After just a few weeks, I had to stop my use of Google’s Gemini because it was compiling not just segregated data about me, but also a wide array of information to form what could reasonably be described as a dossier on my life, including information I had not wittingly provided it. It would answer questions I asked it with creepy, unrelated references to the far-too-complete picture it had managed to create of many aspects of my life (at one point, it commented, somewhat judgmentally or out of feigned “concern,” about the late hours I was keeping while working, a topic I never raised).

 

Many of these unnerving developments have happened without much public notice because we are often distracted by what appear to be more immediate and proximate events in the news cycle.

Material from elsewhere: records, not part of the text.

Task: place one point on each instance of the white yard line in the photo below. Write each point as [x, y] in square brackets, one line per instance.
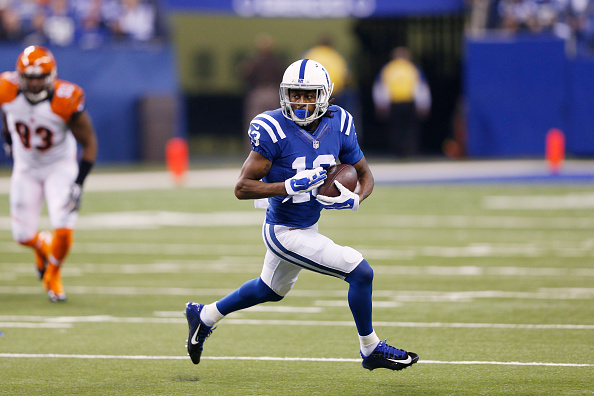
[233, 320]
[273, 359]
[401, 295]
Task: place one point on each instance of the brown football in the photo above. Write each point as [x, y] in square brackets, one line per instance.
[344, 173]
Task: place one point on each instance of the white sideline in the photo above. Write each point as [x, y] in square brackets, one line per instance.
[273, 359]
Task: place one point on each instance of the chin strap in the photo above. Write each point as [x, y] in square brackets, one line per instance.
[38, 97]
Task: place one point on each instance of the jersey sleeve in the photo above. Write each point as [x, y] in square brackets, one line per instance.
[350, 152]
[265, 132]
[9, 87]
[68, 100]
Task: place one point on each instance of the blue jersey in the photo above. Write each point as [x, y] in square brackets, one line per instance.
[292, 149]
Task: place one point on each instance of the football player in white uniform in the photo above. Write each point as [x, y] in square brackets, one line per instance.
[43, 118]
[291, 148]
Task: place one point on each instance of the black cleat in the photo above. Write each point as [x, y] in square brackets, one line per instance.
[198, 331]
[386, 356]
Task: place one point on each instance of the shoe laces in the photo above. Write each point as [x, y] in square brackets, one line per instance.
[388, 351]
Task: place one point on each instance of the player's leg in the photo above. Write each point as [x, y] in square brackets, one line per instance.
[276, 280]
[57, 190]
[26, 201]
[375, 353]
[311, 250]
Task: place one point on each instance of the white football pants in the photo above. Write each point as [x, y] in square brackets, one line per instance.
[289, 250]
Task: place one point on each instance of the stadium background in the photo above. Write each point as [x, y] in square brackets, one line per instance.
[497, 94]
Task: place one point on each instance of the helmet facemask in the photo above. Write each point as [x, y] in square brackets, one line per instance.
[305, 75]
[37, 62]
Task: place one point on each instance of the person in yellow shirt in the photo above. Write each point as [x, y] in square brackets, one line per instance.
[402, 97]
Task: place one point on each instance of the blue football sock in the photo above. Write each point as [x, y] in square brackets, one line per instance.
[360, 282]
[249, 294]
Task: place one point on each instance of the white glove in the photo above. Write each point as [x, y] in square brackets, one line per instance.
[74, 198]
[7, 150]
[346, 200]
[305, 181]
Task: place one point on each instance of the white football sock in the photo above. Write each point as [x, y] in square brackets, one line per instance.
[210, 315]
[368, 343]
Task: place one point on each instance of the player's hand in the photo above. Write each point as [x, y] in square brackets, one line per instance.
[7, 149]
[74, 198]
[305, 181]
[346, 200]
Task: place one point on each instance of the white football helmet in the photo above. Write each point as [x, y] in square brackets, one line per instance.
[305, 74]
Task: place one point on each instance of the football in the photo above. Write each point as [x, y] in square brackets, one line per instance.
[344, 173]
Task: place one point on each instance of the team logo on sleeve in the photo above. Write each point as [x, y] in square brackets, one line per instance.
[254, 134]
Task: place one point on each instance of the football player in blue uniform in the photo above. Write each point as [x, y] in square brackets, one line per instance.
[291, 149]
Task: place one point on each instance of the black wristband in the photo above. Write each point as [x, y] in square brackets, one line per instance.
[84, 167]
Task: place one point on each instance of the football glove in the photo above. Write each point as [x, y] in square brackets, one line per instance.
[305, 181]
[74, 198]
[346, 200]
[7, 150]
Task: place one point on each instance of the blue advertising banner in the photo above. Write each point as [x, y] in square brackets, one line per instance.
[318, 8]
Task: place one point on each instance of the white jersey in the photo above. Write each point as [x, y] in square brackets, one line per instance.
[40, 132]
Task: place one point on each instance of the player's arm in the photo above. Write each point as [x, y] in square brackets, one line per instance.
[7, 144]
[249, 184]
[365, 179]
[82, 129]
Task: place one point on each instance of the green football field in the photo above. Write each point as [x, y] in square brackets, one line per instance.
[492, 285]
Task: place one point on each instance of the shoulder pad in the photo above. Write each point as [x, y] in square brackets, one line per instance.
[9, 86]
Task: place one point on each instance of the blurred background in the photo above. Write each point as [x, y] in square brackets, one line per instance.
[500, 73]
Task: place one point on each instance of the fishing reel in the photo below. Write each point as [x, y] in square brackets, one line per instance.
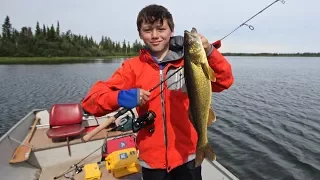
[144, 121]
[128, 122]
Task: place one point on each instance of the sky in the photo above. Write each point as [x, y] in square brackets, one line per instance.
[282, 28]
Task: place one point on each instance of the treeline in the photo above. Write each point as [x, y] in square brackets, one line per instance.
[274, 54]
[48, 41]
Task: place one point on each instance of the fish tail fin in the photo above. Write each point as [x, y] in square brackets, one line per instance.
[204, 152]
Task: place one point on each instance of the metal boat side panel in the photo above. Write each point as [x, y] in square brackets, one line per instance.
[56, 156]
[8, 146]
[215, 171]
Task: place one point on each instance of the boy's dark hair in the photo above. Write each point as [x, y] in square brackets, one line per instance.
[153, 13]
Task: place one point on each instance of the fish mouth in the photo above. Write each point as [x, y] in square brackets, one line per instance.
[190, 36]
[192, 32]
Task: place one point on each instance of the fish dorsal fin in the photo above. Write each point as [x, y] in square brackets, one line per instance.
[212, 117]
[208, 71]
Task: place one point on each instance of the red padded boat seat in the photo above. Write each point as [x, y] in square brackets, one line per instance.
[65, 121]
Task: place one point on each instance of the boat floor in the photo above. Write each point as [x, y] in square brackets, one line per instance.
[53, 159]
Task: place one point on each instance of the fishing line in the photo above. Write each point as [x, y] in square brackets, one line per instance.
[250, 26]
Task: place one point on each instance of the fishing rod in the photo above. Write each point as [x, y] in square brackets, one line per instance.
[121, 112]
[244, 23]
[250, 26]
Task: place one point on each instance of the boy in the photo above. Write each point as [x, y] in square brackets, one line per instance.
[170, 150]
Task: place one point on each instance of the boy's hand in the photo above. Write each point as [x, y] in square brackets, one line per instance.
[205, 43]
[144, 96]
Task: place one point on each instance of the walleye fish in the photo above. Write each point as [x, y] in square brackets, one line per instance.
[198, 76]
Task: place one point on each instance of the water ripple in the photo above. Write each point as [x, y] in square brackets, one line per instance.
[267, 127]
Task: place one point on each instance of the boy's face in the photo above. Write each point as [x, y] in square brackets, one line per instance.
[156, 36]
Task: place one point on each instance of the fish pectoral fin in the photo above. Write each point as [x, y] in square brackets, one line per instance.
[212, 117]
[208, 71]
[204, 152]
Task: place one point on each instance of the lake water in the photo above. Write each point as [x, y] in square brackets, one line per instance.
[268, 122]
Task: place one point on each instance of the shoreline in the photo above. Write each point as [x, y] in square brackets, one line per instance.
[71, 59]
[56, 60]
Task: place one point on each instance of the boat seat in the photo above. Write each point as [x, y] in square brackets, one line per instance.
[65, 121]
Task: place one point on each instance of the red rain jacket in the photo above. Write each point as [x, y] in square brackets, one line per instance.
[174, 140]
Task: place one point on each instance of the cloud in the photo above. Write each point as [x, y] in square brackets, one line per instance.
[280, 28]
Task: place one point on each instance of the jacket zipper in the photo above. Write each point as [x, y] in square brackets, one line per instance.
[163, 115]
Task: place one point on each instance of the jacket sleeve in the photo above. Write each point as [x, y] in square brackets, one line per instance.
[222, 69]
[102, 98]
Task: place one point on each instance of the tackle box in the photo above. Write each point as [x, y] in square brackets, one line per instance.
[123, 162]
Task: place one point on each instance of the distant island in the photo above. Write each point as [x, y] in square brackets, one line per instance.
[47, 43]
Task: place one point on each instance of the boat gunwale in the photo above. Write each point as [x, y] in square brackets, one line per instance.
[34, 111]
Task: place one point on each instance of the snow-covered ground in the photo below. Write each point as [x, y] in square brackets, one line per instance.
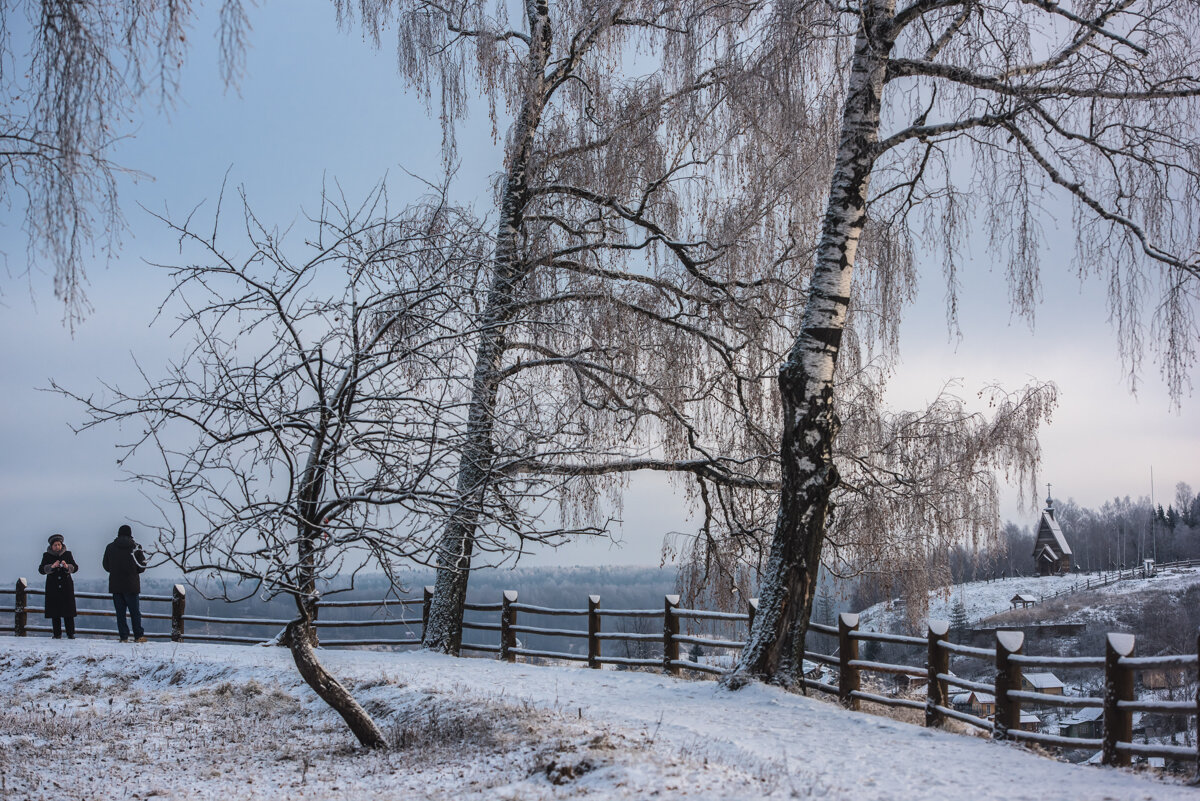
[99, 720]
[983, 600]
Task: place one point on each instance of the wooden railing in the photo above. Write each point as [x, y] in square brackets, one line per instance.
[1103, 578]
[679, 627]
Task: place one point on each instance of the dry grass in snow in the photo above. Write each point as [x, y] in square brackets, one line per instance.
[99, 727]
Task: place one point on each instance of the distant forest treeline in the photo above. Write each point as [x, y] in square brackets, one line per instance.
[1119, 534]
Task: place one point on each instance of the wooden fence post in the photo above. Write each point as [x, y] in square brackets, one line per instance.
[1008, 676]
[426, 602]
[670, 630]
[939, 661]
[508, 618]
[1198, 708]
[847, 650]
[593, 630]
[19, 615]
[1117, 687]
[178, 606]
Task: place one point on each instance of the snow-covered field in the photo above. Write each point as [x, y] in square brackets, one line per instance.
[97, 720]
[983, 600]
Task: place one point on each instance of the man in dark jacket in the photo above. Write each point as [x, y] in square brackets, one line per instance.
[125, 562]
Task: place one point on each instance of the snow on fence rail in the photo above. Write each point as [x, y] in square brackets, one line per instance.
[1103, 578]
[1119, 663]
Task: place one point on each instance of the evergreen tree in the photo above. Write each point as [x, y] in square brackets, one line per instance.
[960, 622]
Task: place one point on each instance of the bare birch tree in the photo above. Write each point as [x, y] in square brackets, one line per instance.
[601, 314]
[70, 70]
[309, 433]
[1093, 102]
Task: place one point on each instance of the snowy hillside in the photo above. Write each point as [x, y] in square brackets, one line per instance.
[99, 720]
[983, 600]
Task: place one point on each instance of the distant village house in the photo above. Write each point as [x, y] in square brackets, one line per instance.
[1042, 682]
[1023, 601]
[977, 703]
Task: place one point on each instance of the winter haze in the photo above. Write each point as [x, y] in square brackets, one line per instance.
[319, 107]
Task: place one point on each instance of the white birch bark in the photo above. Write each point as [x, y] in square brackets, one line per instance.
[444, 628]
[805, 380]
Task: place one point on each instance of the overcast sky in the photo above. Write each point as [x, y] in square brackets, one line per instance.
[318, 106]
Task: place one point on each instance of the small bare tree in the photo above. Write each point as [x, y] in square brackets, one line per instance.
[307, 433]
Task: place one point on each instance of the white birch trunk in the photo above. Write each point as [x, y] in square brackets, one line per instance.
[805, 380]
[444, 628]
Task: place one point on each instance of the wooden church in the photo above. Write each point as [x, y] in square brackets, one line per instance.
[1051, 554]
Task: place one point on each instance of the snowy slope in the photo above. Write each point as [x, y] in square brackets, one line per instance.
[987, 598]
[99, 720]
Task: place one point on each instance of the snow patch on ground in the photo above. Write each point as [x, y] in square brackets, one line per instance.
[983, 600]
[99, 720]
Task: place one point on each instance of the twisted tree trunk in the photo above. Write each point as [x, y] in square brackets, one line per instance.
[299, 638]
[775, 650]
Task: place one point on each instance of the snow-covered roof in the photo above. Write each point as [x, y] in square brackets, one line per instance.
[1048, 529]
[1085, 716]
[1043, 680]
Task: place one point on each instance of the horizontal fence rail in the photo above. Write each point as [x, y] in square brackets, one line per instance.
[652, 638]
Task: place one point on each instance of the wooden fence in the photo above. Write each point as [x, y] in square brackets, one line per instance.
[1103, 578]
[1117, 664]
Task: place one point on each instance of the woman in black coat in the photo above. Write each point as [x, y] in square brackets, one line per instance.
[57, 566]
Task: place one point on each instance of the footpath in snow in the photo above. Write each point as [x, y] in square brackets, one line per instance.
[100, 720]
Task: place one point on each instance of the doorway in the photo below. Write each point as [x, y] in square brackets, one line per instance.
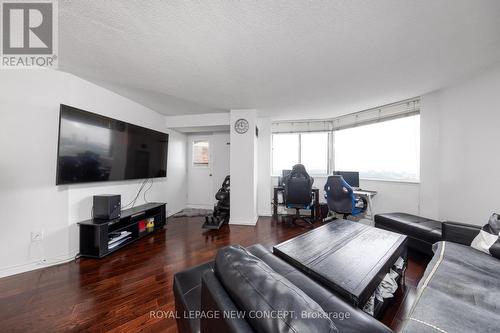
[208, 165]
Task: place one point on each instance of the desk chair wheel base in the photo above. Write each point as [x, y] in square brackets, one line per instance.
[293, 219]
[213, 223]
[221, 210]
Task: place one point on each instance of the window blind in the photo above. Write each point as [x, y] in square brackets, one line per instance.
[400, 109]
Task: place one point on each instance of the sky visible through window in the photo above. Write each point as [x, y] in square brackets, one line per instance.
[388, 150]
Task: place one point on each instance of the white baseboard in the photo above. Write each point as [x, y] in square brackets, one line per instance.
[243, 221]
[200, 206]
[35, 265]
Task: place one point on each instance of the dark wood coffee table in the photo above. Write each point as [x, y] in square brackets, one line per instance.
[347, 257]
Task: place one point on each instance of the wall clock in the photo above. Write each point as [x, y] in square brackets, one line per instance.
[241, 126]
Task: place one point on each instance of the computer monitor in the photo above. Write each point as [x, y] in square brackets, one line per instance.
[284, 173]
[351, 177]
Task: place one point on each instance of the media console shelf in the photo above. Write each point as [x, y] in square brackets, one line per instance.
[98, 238]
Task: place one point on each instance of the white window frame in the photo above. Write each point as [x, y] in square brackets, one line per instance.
[200, 165]
[329, 152]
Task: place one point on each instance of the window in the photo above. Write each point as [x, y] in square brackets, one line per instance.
[285, 152]
[310, 149]
[388, 150]
[314, 152]
[200, 153]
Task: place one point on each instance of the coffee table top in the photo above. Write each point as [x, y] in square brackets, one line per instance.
[348, 257]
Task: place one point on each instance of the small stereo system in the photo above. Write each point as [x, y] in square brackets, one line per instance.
[107, 206]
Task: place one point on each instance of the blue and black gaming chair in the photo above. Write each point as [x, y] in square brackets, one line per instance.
[341, 198]
[298, 191]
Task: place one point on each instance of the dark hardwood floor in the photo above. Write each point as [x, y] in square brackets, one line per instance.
[118, 292]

The lack of sufficient attention to these privacy dangers over the last couple of years, including at times from me, should not obscure how consequential they are.

 

All of this is particularly remarkable, and particularly disconcerting, since we are barely more than a decade removed from the disclosures about mass domestic surveillance enabled by the courageous whistleblower Edward Snowden. Although most of our reporting focused on state surveillance, one of the first stories featured the joint state-corporate spying framework built in conjunction with the U.S. security state and Silicon Valley giants.

 

The Snowden stories sparked years of anger, attempts at reform, changes in diplomatic relations, and even genuine (albeit forced) improvements in Big Tech’s user privacy. But the calculation of the U.S. security state and Big Tech was that at some point, attention to privacy concerns would disperse and then virtually evaporate, enabling the state-corporate surveillance state to march on without much notice or resistance. At least as of now, the calculation seems to have been vindicated.